Корявая твердь под каблуками известила, что мы выбрались на дорогу. Вокруг было не видно ни зги. Разумеется, ни о каких следах речи уже не было, что страховало от снайпера. Нам оставалось усердно пешедралить, осязая ногами путь, чтобы не сбиться.

На заднице у Димы снова запиликала "Моторола". В прозрачном оконце футляра загорелась надпись "Call."

– Выруби телефон, – бросил на ходу Пухлый. – Сколько раз тебе можно повторять, дурья башка, Кузьмин недоделанный!

Пухлый шёл впереди, за ним Боря, далее: Дима, я, и Крейзи – замыкающим.

– Понял, не бухти, – мент дал отбой вызову. Просто нажал кнопку сброса, не обесточивая аппарат, о чём свидетельствовал зелёный огонёк индикатора настройки.

Через несколько минут мобил засигналил вновь. Очевидно, кому-то срочно нужно было до мента дозвониться.

– Выключи его совсем, – сказал я.

Дима вздохнул, примирившись с необходимостью остаться без связи, но тут красные буквы "Call." с треском погасли и я почувствовал, как что-то обожгло предплечье, а затем пластиковые осколки больно резанули по руке.

Бах! – грянул СВДшный выстрел.
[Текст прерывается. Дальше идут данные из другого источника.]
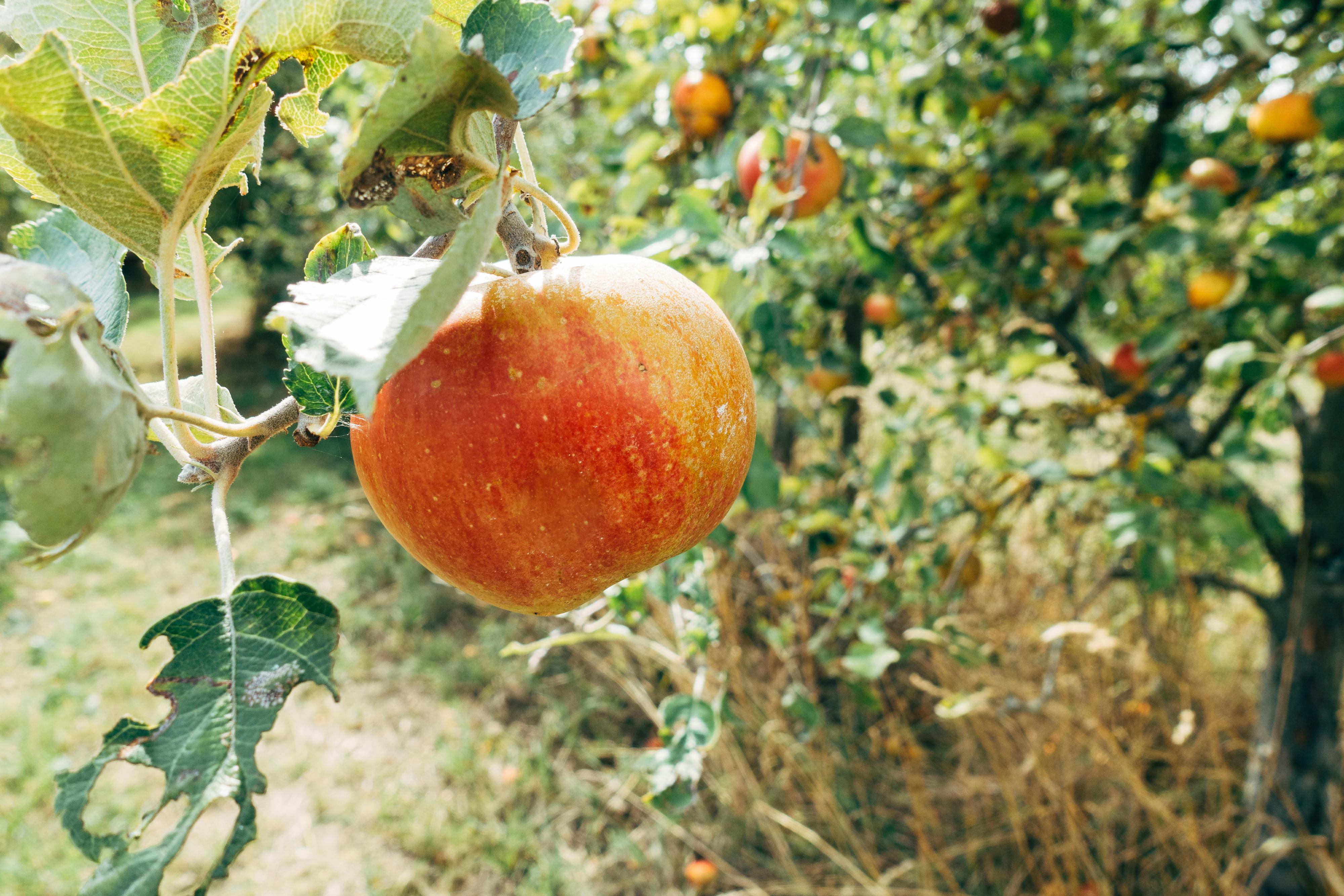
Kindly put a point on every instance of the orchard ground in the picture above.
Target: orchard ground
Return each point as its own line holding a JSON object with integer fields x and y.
{"x": 449, "y": 770}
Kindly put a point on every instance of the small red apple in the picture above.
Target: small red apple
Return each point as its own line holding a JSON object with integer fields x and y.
{"x": 701, "y": 101}
{"x": 1127, "y": 365}
{"x": 1002, "y": 16}
{"x": 823, "y": 171}
{"x": 1210, "y": 289}
{"x": 1286, "y": 120}
{"x": 562, "y": 431}
{"x": 701, "y": 874}
{"x": 1330, "y": 370}
{"x": 881, "y": 310}
{"x": 1212, "y": 174}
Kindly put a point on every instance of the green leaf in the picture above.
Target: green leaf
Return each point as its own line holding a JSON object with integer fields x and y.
{"x": 869, "y": 660}
{"x": 525, "y": 42}
{"x": 699, "y": 717}
{"x": 234, "y": 664}
{"x": 128, "y": 171}
{"x": 452, "y": 14}
{"x": 861, "y": 133}
{"x": 410, "y": 147}
{"x": 319, "y": 394}
{"x": 336, "y": 252}
{"x": 125, "y": 50}
{"x": 90, "y": 260}
{"x": 374, "y": 318}
{"x": 1330, "y": 109}
{"x": 1327, "y": 299}
{"x": 873, "y": 257}
{"x": 25, "y": 176}
{"x": 1103, "y": 245}
{"x": 72, "y": 437}
{"x": 194, "y": 398}
{"x": 375, "y": 30}
{"x": 1229, "y": 359}
{"x": 761, "y": 488}
{"x": 299, "y": 112}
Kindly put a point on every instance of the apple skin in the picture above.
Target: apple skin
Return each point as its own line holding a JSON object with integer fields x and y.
{"x": 881, "y": 310}
{"x": 1002, "y": 16}
{"x": 1286, "y": 120}
{"x": 1330, "y": 370}
{"x": 701, "y": 874}
{"x": 562, "y": 432}
{"x": 701, "y": 101}
{"x": 1127, "y": 365}
{"x": 1213, "y": 174}
{"x": 1210, "y": 289}
{"x": 823, "y": 172}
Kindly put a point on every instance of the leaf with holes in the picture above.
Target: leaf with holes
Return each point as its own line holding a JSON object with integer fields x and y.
{"x": 125, "y": 50}
{"x": 234, "y": 664}
{"x": 89, "y": 258}
{"x": 374, "y": 318}
{"x": 526, "y": 42}
{"x": 128, "y": 170}
{"x": 414, "y": 147}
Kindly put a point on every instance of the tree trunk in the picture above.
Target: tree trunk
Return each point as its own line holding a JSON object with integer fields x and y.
{"x": 1294, "y": 770}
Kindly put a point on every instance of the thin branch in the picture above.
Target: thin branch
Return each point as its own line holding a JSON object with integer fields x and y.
{"x": 201, "y": 279}
{"x": 219, "y": 519}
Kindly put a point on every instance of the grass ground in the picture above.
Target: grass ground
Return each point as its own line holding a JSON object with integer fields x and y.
{"x": 444, "y": 769}
{"x": 449, "y": 770}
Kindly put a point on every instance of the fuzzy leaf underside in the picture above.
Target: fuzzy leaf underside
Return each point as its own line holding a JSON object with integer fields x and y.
{"x": 374, "y": 318}
{"x": 316, "y": 393}
{"x": 525, "y": 42}
{"x": 89, "y": 258}
{"x": 233, "y": 668}
{"x": 194, "y": 398}
{"x": 129, "y": 171}
{"x": 117, "y": 69}
{"x": 410, "y": 146}
{"x": 72, "y": 439}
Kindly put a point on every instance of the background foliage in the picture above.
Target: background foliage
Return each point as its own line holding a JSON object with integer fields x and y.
{"x": 984, "y": 620}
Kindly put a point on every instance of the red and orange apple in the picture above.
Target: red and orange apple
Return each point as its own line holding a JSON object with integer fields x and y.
{"x": 881, "y": 310}
{"x": 701, "y": 101}
{"x": 1212, "y": 174}
{"x": 823, "y": 171}
{"x": 564, "y": 431}
{"x": 1210, "y": 288}
{"x": 1127, "y": 365}
{"x": 1330, "y": 370}
{"x": 1286, "y": 120}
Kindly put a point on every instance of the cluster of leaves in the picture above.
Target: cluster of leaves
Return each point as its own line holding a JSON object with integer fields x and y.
{"x": 132, "y": 117}
{"x": 1022, "y": 199}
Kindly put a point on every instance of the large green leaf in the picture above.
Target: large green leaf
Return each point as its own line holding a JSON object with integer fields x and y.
{"x": 527, "y": 43}
{"x": 125, "y": 50}
{"x": 14, "y": 166}
{"x": 374, "y": 318}
{"x": 89, "y": 258}
{"x": 234, "y": 664}
{"x": 409, "y": 150}
{"x": 129, "y": 171}
{"x": 299, "y": 112}
{"x": 374, "y": 30}
{"x": 72, "y": 439}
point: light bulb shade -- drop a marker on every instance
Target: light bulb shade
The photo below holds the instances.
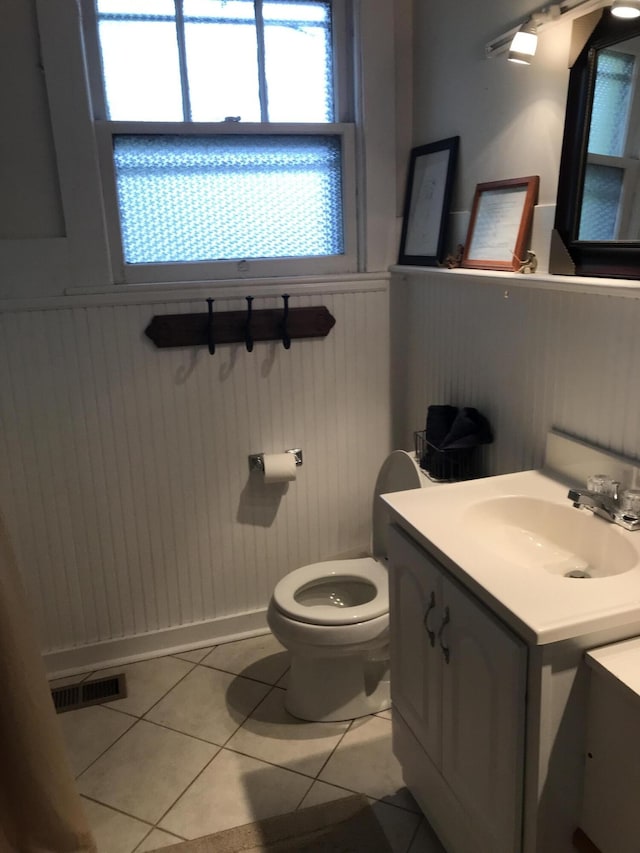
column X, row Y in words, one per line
column 524, row 44
column 625, row 8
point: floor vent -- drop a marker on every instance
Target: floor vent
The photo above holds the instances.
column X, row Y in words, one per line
column 85, row 693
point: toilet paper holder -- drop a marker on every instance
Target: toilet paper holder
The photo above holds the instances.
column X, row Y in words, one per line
column 256, row 460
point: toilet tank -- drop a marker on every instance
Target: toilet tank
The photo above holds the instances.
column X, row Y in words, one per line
column 398, row 473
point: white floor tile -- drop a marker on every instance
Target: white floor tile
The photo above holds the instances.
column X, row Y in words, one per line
column 156, row 839
column 364, row 762
column 426, row 841
column 89, row 731
column 146, row 770
column 322, row 792
column 272, row 734
column 234, row 790
column 195, row 655
column 113, row 831
column 147, row 681
column 209, row 704
column 262, row 658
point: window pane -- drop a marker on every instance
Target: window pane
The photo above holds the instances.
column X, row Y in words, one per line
column 140, row 60
column 609, row 116
column 299, row 61
column 196, row 198
column 222, row 59
column 600, row 202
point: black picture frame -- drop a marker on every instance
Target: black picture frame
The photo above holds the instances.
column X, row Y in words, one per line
column 427, row 202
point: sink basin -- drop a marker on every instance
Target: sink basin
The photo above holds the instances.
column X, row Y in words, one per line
column 540, row 534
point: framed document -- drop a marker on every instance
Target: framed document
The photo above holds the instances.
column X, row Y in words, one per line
column 427, row 200
column 500, row 224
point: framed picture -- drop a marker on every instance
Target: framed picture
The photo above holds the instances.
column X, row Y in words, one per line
column 500, row 224
column 427, row 201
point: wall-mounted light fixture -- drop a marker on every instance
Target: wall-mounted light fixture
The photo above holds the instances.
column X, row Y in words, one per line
column 625, row 8
column 521, row 41
column 524, row 43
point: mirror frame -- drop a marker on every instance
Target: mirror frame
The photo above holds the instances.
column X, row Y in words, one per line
column 619, row 259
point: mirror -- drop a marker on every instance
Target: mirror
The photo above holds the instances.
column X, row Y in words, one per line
column 598, row 204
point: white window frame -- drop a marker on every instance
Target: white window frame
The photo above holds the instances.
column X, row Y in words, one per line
column 369, row 169
column 238, row 268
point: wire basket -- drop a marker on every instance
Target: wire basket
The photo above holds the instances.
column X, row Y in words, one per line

Дима упал. Я по инерции наскочил на него, споткнулся и выронил автомат. На своих двоих, впрочем, удержался. Трофейщики дружно ломанулись кто куда. Мимо меня пронёсся Крейзи, обдав вонью давно немытого тела. Закричал раненый в попец Дима. Мощная винтовочная пуля, должно быть, разнесла ему тазовую кость. Теперь он мог только ползти, что сводило шансы выбраться из Синявы к нулю. Однако, спасать жертву собственной безалаберности никто не спешил.

Все заботились о своей шкуре, пока в ней не наделали дырок диаметром 7,62 миллиметра. Я также не составлял исключения и понёсся напрямки. Ветки хлестали по лицу, за пазухой бултыхался "стечкин". Прикрывая глаза, чтобы не выстегнуло ненароком, я позорно бежал с поля боя. "Стало быть, накрылась наша партизанщина".

Большие трофейщицкие манёвры завершились полным разгромом.